Out-of-the-Box Merge Algorithms
Smart Mastering provides the following merge algorithms that you can use without having to write any code. A merge algorithm determines which property values from source documents are brought into a merge document. That is, when merging documents A, B, and C, suppose that for a particular property, those documents had values A1, A2, B1, and C1. A merge algorithm will determine which and how many of those values will be in the new document ABC.
In addition to the built-in algorithm, you can write your own custom functions.
Standard Algorithm
Smart Mastering currently provides a standard algorithm, which can be configured for different uses. You can use it by adding XML or JSON similar to the below to your merge options.

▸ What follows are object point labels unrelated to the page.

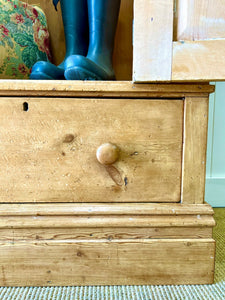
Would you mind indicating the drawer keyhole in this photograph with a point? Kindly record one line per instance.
(25, 106)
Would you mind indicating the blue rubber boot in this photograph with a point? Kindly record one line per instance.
(97, 65)
(75, 21)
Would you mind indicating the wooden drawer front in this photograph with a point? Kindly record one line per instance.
(48, 153)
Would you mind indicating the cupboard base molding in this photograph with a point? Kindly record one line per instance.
(166, 245)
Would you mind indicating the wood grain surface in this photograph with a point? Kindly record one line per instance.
(200, 20)
(117, 262)
(153, 37)
(194, 154)
(49, 151)
(114, 89)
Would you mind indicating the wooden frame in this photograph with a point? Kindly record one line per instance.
(112, 243)
(157, 58)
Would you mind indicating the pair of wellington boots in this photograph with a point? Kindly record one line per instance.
(89, 27)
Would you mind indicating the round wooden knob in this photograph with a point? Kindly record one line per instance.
(107, 154)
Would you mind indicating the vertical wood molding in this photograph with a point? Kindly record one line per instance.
(152, 39)
(194, 150)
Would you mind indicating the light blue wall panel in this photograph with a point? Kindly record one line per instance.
(215, 169)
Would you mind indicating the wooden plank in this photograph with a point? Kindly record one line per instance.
(49, 151)
(199, 60)
(90, 209)
(194, 152)
(152, 40)
(110, 233)
(200, 20)
(115, 89)
(105, 221)
(101, 262)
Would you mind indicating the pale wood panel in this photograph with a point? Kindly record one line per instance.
(199, 60)
(47, 88)
(200, 19)
(109, 233)
(48, 152)
(69, 209)
(105, 221)
(194, 153)
(98, 262)
(153, 34)
(123, 54)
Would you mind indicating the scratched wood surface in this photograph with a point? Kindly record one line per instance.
(49, 151)
(117, 262)
(200, 19)
(194, 154)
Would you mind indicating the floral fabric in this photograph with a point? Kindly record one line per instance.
(24, 38)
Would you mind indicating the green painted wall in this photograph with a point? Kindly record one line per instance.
(215, 167)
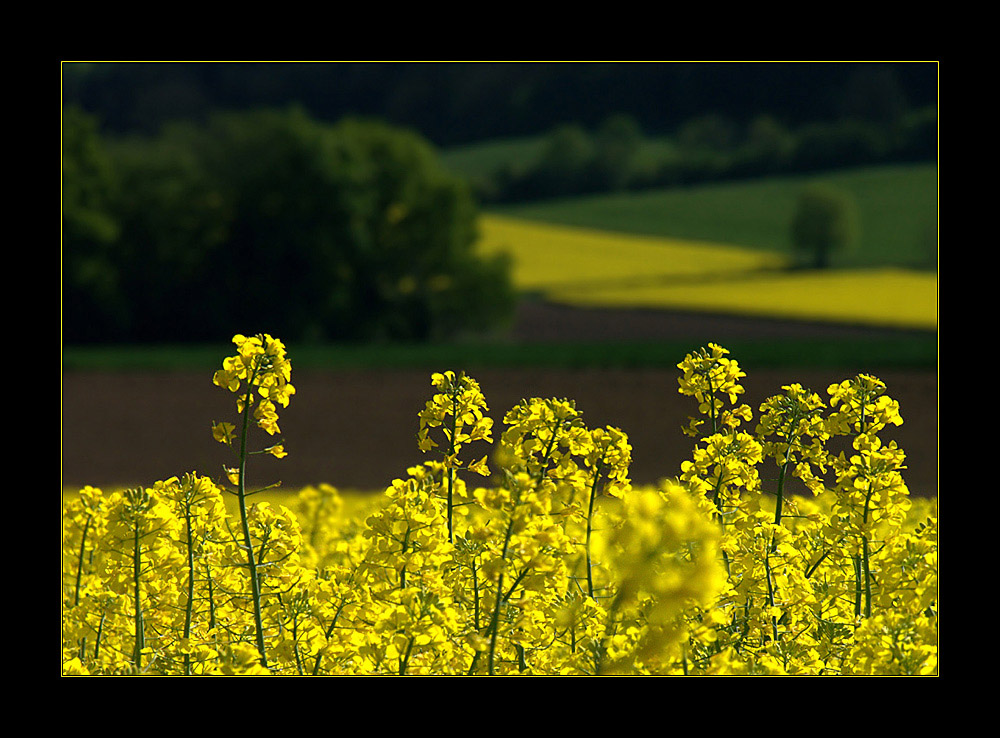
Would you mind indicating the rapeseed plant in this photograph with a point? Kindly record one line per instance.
(556, 565)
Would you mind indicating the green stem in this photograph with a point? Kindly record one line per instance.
(79, 568)
(79, 577)
(136, 574)
(590, 520)
(770, 597)
(451, 462)
(404, 661)
(188, 610)
(245, 522)
(495, 622)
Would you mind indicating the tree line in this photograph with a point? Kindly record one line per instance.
(270, 219)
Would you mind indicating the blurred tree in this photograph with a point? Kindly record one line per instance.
(564, 162)
(824, 222)
(92, 282)
(313, 231)
(617, 143)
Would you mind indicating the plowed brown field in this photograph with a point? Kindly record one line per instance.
(356, 429)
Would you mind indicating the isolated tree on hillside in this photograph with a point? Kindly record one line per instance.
(824, 222)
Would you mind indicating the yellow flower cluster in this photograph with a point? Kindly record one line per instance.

<options xmlns="http://marklogic.com/smart-mastering/merging">
<merging xmlns="http://marklogic.com/smart-mastering/merging">
<merge property-name="some-property" max-values="1">
<source-weights>
<source name="good-source" weight="2"/>
<source name="better-source" weight="4"/>
</source-weights>
</merge>
<merge property-name="another-property" max-values="1">
<length weight="8" />
</merge>
</merging>
</options>
{
"options": {
"merging": [
{
"propertyName": "some-property",
"sourceWeights": [
{ "source": { "name": "good-source", "weight": "2" } },
{ "source": { "name": "better-source", "weight": "4" } }
]
},
{
"propertyName": "another-property",
"maxValues": "1",
"length": { "weight": "8" }
}
]
}
}
Sorting by Source
The standard algorithm will sort the available values and keep the first max-values
/maxValues
other them. The sort
of the values is based on weights for individual sources (where the source is identified by the value at
/es:envelope/es:headers/sm:sources/sm:source/*:name
for XML and /envelope/headers/sources/source/name
for JSON).
To sort by source weight, provide the name of the sources from the document headers and a weight. These weights must be
castable to xs:double
.
Sorting by Length
This algorithm can sort values by how long they are. Consider length here to be a proxy for more complete information. Use the weight setting for length to control how much influence this attribute has.
Sorting by Recency
If the source documents have a dateTime that indicates how recent the data is, the standard algorithm can use that sort values. See https://marklogic-community.github.io/smart-mastering-core/docs/merging-options/#timestamp for information on configuring this feature.
Combining the Sort Factors
The scores for source preference and for value length will be added together. Ties are resolved by the more recent source, if a timestamp location is configured.